HTH's and answers some of your questions...


----------



## Shotgun (Mar 1, 2009)

Thankyou soooo much Imaexpat2. That really helped me out. Can you explain to me coral care? Are there any specific water conditions? Salinity levels? Hardness levels? etc?


----------



## Imaexpat2 (Jun 17, 2009)

> Can you explain to me coral care?


I would love to, but that could constitute a novel easily. There are a couple of sources of info as far as books go. The pocket guide I use is pretty basic and covers most things your likely to see. There in another book I used to have that I have long forgotten the name and author that is excellent as well. I also believe Anthony Califro (sp?) that is also an excellent source of information. Your best best is extensive research for each of the species of corals you want to keep. Instead of looking at the brief descriptions posted on online retailer write ups, I would suggest going to sources that are actual articles and research papers. These give a lot more accurate and detialed info as opposed to the very vauge and basic write ups you will find on online. retailers sites. You need to pay attention to information regarding placement in the aquarium to closely replicate where they would be found on the reef. Lighting requirements will be important as well as water flow requirements. These things are especially true for SPS corals.

These are the general water parameters I try to maintian in my tanks. Some of these my be a little high in areas so other may recommend different levels.

PH 8.2-8.4
Ammonia 0
Nirtites 0
Nitrates less than 5
Alk 7-8 dkh
Cal. 400-480 mg/l
Mag 1200-1300 ppm
Phos. if you can even detect it it is too high!


Other trace element levels should be suffcient if frequent water changes are done using RO water and a quality salt mix.
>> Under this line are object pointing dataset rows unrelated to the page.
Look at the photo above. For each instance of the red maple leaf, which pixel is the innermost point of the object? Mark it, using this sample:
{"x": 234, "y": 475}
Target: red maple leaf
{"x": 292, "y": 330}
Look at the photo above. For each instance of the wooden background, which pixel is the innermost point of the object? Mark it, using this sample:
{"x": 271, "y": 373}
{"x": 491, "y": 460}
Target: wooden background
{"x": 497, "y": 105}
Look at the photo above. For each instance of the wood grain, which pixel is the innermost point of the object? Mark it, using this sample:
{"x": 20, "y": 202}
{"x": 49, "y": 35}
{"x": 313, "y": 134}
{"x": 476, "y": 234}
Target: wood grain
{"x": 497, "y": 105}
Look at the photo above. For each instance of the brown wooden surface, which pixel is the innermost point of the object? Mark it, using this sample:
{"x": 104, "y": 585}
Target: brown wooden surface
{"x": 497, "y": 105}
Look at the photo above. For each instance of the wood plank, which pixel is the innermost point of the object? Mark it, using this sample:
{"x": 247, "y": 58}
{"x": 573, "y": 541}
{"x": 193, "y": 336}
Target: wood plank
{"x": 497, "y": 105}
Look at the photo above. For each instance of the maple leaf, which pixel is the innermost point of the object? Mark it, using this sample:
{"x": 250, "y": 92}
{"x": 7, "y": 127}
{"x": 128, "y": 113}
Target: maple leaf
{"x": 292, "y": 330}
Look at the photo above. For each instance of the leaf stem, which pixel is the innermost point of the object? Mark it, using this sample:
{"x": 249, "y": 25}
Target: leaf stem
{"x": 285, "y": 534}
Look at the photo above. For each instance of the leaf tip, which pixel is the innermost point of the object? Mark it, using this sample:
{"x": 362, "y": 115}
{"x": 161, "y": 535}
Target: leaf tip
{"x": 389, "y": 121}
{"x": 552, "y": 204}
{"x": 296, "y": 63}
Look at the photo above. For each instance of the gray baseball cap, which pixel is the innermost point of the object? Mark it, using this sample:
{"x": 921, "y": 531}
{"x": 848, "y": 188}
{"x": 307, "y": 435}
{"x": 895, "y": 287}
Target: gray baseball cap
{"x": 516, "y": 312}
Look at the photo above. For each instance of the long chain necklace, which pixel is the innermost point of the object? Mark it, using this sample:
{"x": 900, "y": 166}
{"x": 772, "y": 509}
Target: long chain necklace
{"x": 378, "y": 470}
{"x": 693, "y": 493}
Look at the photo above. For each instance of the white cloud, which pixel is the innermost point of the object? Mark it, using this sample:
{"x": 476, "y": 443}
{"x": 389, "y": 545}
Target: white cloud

If you cant test for it do yourself a favor and dont be adding it. With many trace elements there is a very fine line between whats acceptable limits of these compounds and what will be an over dose in your tank. Be advised that the use of a skimmer can lower some of these trace elements as awell, so watch for this. In your case its doubtful you will be using a skimmer and instead will opt for small frequent water changes so this shouldnt be an issue.


----------



## addicted2bubbles (Nov 12, 2008)

SUBSCRIBED !!!! LOL I was coming in, to ask about the same question. I have a aqualight, and I have a 2.5 that it fits on . now all I need is everything else. LOL ~~ I too have been a avid planted tank enthusist for YEARS now .... and I want to set up this nano reef' just because I have the bones' already here to start .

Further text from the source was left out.